Здесь газета обрывалась. Как в приключенческом фильме «Конец первой части». Только это был не фильм. Автор рассказа подписывал радиограммы, когда «Аргус» заканчивал свою лихую жизнь на рифах Каргадоса. Какие мысли и чувства испытывал П. Грузинский, когда ему надо было отдавать капитана «Аргуса» под суд? Убытки 740 310 рублей. Суровые слова в информационном бюллетене: «Гибель „Аргуса“ является позорным памятником беспечности судоводителей, погубивших свое судно…»
Я с возможной аккуратностью подклеил обрывок газеты на лист чистой бумаги. Мне не очень трудно было представить себе продолжение заметки. Вода, как известно, несжимаемая жидкость. Гидравлический удар от подводного взрыва страшнее воздушной взрывной волны. Очевидно, бомба упала близко.
Жутко было вытаскивать водолаза из мутной воды реки Кау Кам. Терехов получил орден Ленина посмертно. Большинство членов экипажа «Аргуса» тоже были награждены за мужество и героизм при выполнении интернационального долга.
Многоглазый Аргус, обозначавший звездное небо, его изображения на стенах погибшей Помпеи; длиннохвостый малаккский фазан; советский спасательный буксир, работавший в водах Малакки; вьетнамская война, погибший русский человек Терехов, прибой на рифах Каргадоса, негр на пироге, соленая горбуша на пиджаке, нехватка пипифакса в затянувшемся рейсе и обрывок газеты на моем столе — жизнь на каждом шагу соединяет высокое с низким. Середины нет.
«Всякое произведение искусства есть прекрасная ложь; всякий, кто когда-либо писал, отлично знает это. Нет ничего нелепее совета, который дают люди, никогда не писавшие: „подражайте природе“». Это изрек Стендаль. Остается ерунда — уметь создать произведение искусства.
Я нашел старый таймшит «Челюскинца» на девятое января шестьдесят девятого года. Отмечено было: «лоцманская проводка проливом Босфор…» Турецкий лоцман, у которого прихватило сердце, его «мало-мало-помалу, мейт!», Леандрова башня, погибший в волнах юноша, плывший на огонек любви, и грязные брызги из шпигата, сносимые ветром на безропотного старого турка…
Вечером снялись, слава богу, с дрейфа. Курс на мыс Фритаун.
До конца рейса еще тысячи миль.
Ночью гроза. Когда три молнии одновременно ударяют в черный горизонт, над ним всплывает багровая полоса — будто шлейф за горящим танкером.
Утром после грозы и небо, и волны были серыми, как остриженная голова новобранца. И в этой серости крутится близко от нас медленный могучий белый смерч.
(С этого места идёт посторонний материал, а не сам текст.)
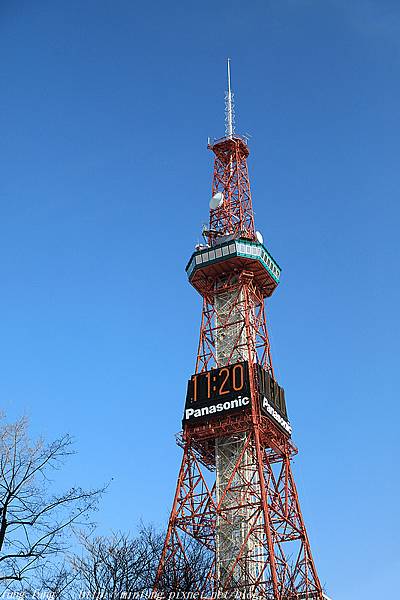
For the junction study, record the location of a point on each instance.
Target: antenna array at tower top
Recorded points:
(229, 107)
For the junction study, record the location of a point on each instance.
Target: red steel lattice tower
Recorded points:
(236, 528)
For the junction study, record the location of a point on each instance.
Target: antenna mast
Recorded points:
(229, 107)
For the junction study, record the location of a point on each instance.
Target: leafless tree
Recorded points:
(33, 522)
(121, 567)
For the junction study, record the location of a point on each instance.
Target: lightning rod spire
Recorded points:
(229, 106)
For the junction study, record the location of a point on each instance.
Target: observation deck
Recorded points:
(234, 255)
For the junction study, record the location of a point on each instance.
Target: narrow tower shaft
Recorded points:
(235, 525)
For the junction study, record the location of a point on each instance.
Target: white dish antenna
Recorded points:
(259, 237)
(216, 200)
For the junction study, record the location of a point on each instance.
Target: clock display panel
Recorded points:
(218, 391)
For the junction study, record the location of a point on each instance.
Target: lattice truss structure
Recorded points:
(231, 177)
(236, 526)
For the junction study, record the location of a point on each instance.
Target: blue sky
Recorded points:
(105, 109)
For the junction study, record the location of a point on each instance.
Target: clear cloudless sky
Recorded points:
(105, 109)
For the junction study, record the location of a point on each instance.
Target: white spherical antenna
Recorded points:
(216, 200)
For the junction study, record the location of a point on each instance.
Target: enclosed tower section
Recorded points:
(235, 525)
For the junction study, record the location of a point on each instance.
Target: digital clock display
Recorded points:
(217, 392)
Впереди был все тот же океан и дальняя, и дальняя дорога…
Редактура мифа
Население мира может увеличиваться вдвое каждые 30–40 лет, однако если закон, которому подчиняется рост числа ученых, будет действовать в течение еще двух столетий, то все мужчины, женщины и дети, все собаки, лошади и коровы будут учеными.
13.07.1969 года я стоял на мостике теплохода в Гвинейском заливе, положив руку на машинный телеграф, и ждал, когда стрелка часов покажет 00.40, чтобы, выполняя приказания капитана, записанные в черновом судовом журнале, снять судно с дрейфа и повести в точку работы с космической станцией, отправляющейся к Луне.
«Невель» покоился в дрейфе с небольшим креном на левый борт — парусили высокие надстройки и корпус.
Вселенная была обнажена и прекрасна. Она раздевается, как и мы, по ночам. Млечный Путь, Малый Пес, Змееносец, Южная Рыба, Дева… Звезды лучились и вели хоровод — лукавые девы без одежд, стыдливости и предрассудков. А я чувствовал себя как старец у ложа Сусанны. Или как все вообще мы, мужчины, себя чувствуем, глядя на прекрасную обнаженную женщину, к которой нам не суждено добраться. Здесь и смертная тоска до скрежета зубов, и замирание духа от ощущения полноты жизни. В неудовлетворенности — великий смысл, но она танталово мучительна.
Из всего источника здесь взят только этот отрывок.